Here Thomas dreamcasts an adaptation of her new novel, In Wilderness:
In 1966, Katherine Reid, a successful professional woman dying of a mysterious wasting disease, retreats to an isolated cabin in a southern Appalachian wilderness to live out her last days. Also in the forest is Danny, a 20-year-old former reconnaissance sniper and washout from the Vietnam War with what today would be recognized as PTSD. He stalks her obsessively from the moment she arrives and eventually makes his presence known. The two begin an erotic relationship that threatens them both.Visit Diane Thomas's website.

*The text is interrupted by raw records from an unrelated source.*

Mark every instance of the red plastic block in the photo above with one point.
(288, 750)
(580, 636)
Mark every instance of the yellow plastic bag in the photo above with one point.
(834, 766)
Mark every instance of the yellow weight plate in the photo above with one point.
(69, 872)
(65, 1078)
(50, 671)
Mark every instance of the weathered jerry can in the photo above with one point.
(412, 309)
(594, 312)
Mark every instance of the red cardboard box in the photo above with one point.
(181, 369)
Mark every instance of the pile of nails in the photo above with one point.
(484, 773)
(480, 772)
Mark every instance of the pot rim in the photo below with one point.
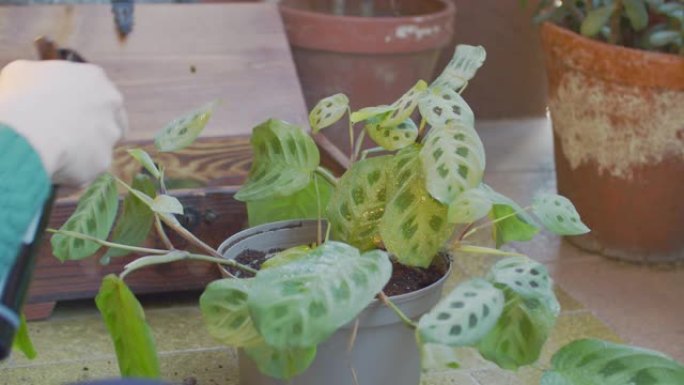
(611, 62)
(369, 35)
(292, 224)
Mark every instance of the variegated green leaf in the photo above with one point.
(405, 105)
(464, 316)
(286, 256)
(94, 216)
(370, 112)
(518, 336)
(328, 111)
(136, 218)
(597, 362)
(358, 203)
(302, 204)
(146, 161)
(453, 161)
(282, 364)
(558, 214)
(472, 205)
(415, 225)
(441, 106)
(225, 312)
(183, 131)
(284, 160)
(464, 64)
(518, 225)
(527, 278)
(125, 320)
(166, 204)
(302, 303)
(392, 138)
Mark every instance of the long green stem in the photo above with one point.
(404, 318)
(491, 223)
(327, 175)
(134, 249)
(359, 144)
(156, 260)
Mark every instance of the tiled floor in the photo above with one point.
(600, 298)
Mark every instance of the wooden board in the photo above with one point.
(177, 58)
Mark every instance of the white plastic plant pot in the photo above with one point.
(384, 351)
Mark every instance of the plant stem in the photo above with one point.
(319, 235)
(615, 35)
(490, 223)
(359, 144)
(327, 175)
(162, 234)
(142, 263)
(134, 249)
(403, 317)
(188, 236)
(351, 135)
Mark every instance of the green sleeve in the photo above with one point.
(24, 187)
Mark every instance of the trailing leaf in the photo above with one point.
(414, 226)
(405, 105)
(453, 160)
(135, 220)
(286, 256)
(166, 204)
(22, 339)
(518, 336)
(284, 159)
(225, 312)
(94, 216)
(441, 106)
(597, 362)
(302, 204)
(146, 161)
(472, 205)
(282, 364)
(461, 68)
(518, 225)
(595, 20)
(464, 316)
(302, 303)
(558, 214)
(370, 112)
(358, 203)
(328, 111)
(183, 131)
(527, 278)
(125, 320)
(392, 138)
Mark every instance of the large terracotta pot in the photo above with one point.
(618, 122)
(372, 59)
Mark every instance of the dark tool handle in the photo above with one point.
(13, 290)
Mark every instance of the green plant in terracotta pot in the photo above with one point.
(616, 98)
(305, 300)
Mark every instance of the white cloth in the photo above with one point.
(71, 113)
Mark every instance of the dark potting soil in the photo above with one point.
(404, 279)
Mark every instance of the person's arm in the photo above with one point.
(58, 124)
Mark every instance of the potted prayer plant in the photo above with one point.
(325, 299)
(616, 97)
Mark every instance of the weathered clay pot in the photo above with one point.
(618, 122)
(385, 350)
(372, 59)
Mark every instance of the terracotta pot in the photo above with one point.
(618, 122)
(372, 59)
(385, 350)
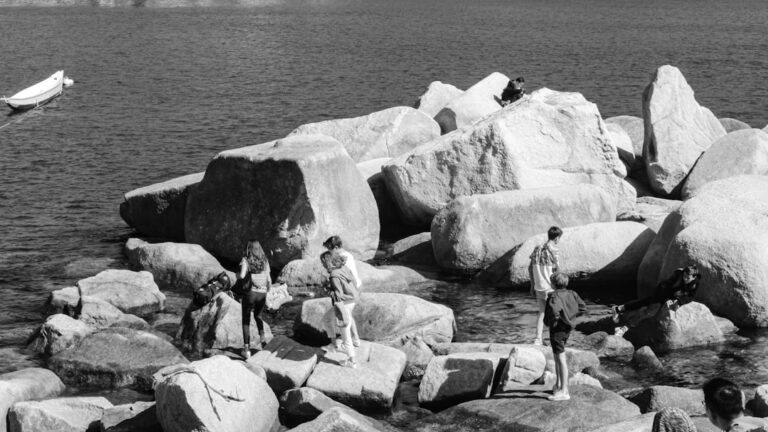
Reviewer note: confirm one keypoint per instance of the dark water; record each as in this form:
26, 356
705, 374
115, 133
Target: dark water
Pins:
159, 91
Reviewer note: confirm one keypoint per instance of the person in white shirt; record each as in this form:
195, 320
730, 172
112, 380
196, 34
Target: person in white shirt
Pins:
335, 244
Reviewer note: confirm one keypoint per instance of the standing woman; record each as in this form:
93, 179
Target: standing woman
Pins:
254, 275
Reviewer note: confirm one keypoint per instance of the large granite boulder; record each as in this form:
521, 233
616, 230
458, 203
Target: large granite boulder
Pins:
26, 384
741, 152
589, 408
475, 103
677, 130
456, 378
74, 414
664, 329
216, 395
437, 96
58, 333
287, 363
466, 233
115, 357
369, 386
217, 325
287, 194
174, 266
158, 210
547, 139
723, 230
386, 133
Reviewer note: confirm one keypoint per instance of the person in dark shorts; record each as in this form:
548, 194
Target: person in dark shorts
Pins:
724, 403
563, 306
255, 282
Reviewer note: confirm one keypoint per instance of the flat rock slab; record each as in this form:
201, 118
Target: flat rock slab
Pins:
370, 386
115, 357
57, 415
589, 408
287, 363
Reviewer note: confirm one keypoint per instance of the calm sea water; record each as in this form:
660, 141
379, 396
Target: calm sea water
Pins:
159, 91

In my film of In Wilderness, either Julianne Moore or Reese Witherspoon would play Katherine. It’s a role with a lot of range. I’m not sure I would have considered Witherspoon before Wild. Her brilliant against-type portrayal of a woman who goes so totally out of control is what won me. For Katherine’s early patrician aspects, Moore or Witherspoon might channel Old Hollywood, say Kathryn Grayson or Jennifer Jones.
There’s one hurdle for Witherspoon: She would need dark hair to contrast with Danny’s anemic, southern Cracker blondness—his scraggly little beard and tangled, greasy hair. Possibly brilliant, he had one scholarship year of university education before the war and dreamed of becoming a lawyer. Now he is wiry and feral, devoid of all hope. And out of his obsession for Katherine, he is dangerous. This is a role that could make an unknown actor’s career. He would need the scary unpredictability of an early (Easy Rider) Dennis Hopper, the ratty twitchiness of a young Kiefer Sutherland, the focused intensity and tortured tenderness of Bradley Cooper in American Sniper. Ideally, he would also have Matthew McConaughey’s skinny muscularity and his wry and mildly threatening southern drawl.

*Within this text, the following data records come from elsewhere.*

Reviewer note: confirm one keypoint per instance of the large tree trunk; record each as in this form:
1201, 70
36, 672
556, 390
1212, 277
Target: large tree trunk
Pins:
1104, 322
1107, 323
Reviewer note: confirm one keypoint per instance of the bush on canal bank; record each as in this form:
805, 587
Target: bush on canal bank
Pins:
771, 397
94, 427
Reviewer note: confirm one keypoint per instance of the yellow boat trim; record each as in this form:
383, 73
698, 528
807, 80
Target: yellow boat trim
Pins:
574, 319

In Wilderness will of course be an independent film: No car chases, just outstanding acting. And superlative direction. For a long time I didn’t think my novel could be made into a movie. Then I saw Darren Aronofsky’s Black Swan while I was still working on it, and my opinion changed. Aronofsky showed a bent toward the surrealism that presages madness, which is what a film version of In Wilderness requires. But after Swan he veered off into fantasy; I was saddened to lose him. My attention next turned to Kathryn Bigelow after I saw The Hurt Locker. She was so good with war, surely she could plumb Danny’s soul. And probably Katherine’s, too. Plus, as a Santa Fean she’s homefolks.
Then last year, volunteering with the Santa Fe Film Festival, I was privileged to interview producer Michael Fitzgerald, there to present his newest film, Closer to the Moon. Though mentored by director John Huston, Fitzgerald does not himself direct, but remains actively involved from start to finish in all aspects of his films. He turned out a wonderful version of Flannery O’Connor’s Wise Blood for his first screen endeavor. (She had lived with his family for a time in London, when Fitzgerald was a boy.) Huston directed it. I saw the film not long before beginning work on my first version of In Wilderness in 1980. There’s a lot of Hazel Motes in Danny.
Okay, what do I want to see on the publicity posters for In Wilderness? How about “Produced by Michael Fitzgerald, starring Reese Witherspoon/Julianne Moore and Dennis Hopper/Kiefer Sutherland/Matthew McConaughey/Bradley Cooper, and directed by John Huston/Darren Aronofsky/Kathryn Bigelow”?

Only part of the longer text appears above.